Hoda Emam is a student at Columbia’s School of Journalism, and one of ten students providing on the ground coverage of SMWNYC. This is her account, both written and photographic, of “Challenging Conventional Wisdom of Social Media: Socmedia Editors Share Their Latest Ideas.”
In the same room that Anthony Shadid’s work was twice decided as worthy of a Pultizer Prize for International Reporting, Social Media Week attendees gathered to celebrate his life.
When news of his death broke out on February 16, the online community took to various social media platforms to mourn his loss. Anthony Shadid was even trending worldwide on Twitter.
At the Columbia School of Journalism Joseph Pulitzer World Room, guests of the event placed down their smart phones and laptops to stand for a moment of silence. Several of the attendees of Social Media Week approached the podium to express their thoughts.

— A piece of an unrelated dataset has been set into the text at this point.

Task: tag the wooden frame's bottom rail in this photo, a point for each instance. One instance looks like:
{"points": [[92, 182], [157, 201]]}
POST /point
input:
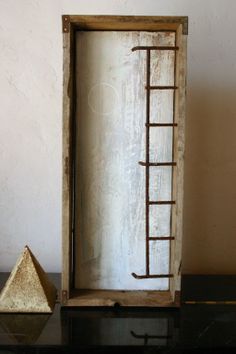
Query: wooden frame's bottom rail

Professor Ann Cooper, an internationally known journalist and executive director of the Committee to Protect Journalists said, “It feels like I have lost a trusted guide to what has happened in the Middle East.”
In April 2011, Anthony Shadid and three of his NY Times colleagues were released from captivity in Libya. Their first public event after their return was at Columbia University. In response to why Shadid covers stories that takes him to dangerous parts of the world, Cooper read a comment that Shadid made during the discussion, “We are taking these risks because these stories wouldn’t be told otherwise.”
Shadid was also a great influence for many aspiring journalists including, Namo Abdullah, a graduate student from Kurdistan. Abdullah’s voice trembled as he reminisced Shadid’s support and inspiration over the two years of their friendship. “If there were no Anthony I wouldn’t have understood even my own country, as good as I do now.”
Liz Heron, the NY Times social media editor, had worked with Shadid and his wife Nada Bakri for a period of time. She took to the podium and commented on Shadid’s passing. “It also makes me realize that you know his brand of foreign correspondence is so vital today, even among all these new different models of foreign correspondence that we are coming up with now,” said Heron. “It’s really complimentary to the kind of social media correspondence that is coming up and it can’t be left behind.”
Shadid, 43, was known for his gifted eye for detail and his contextual writing. He leaves behind Columbia Graduate and NY Times reporter Nada Bakri and their two children.
Before moving into the final panel discussion for Social Media Week attendees were reminded of Shadid’s humble character. His twitter page was displayed showing his title as simply a “Journalist and Writer.” In a time when social media is understood to be a platform to display ones credits and experiences, Shadid’s profile is a model of selflessness.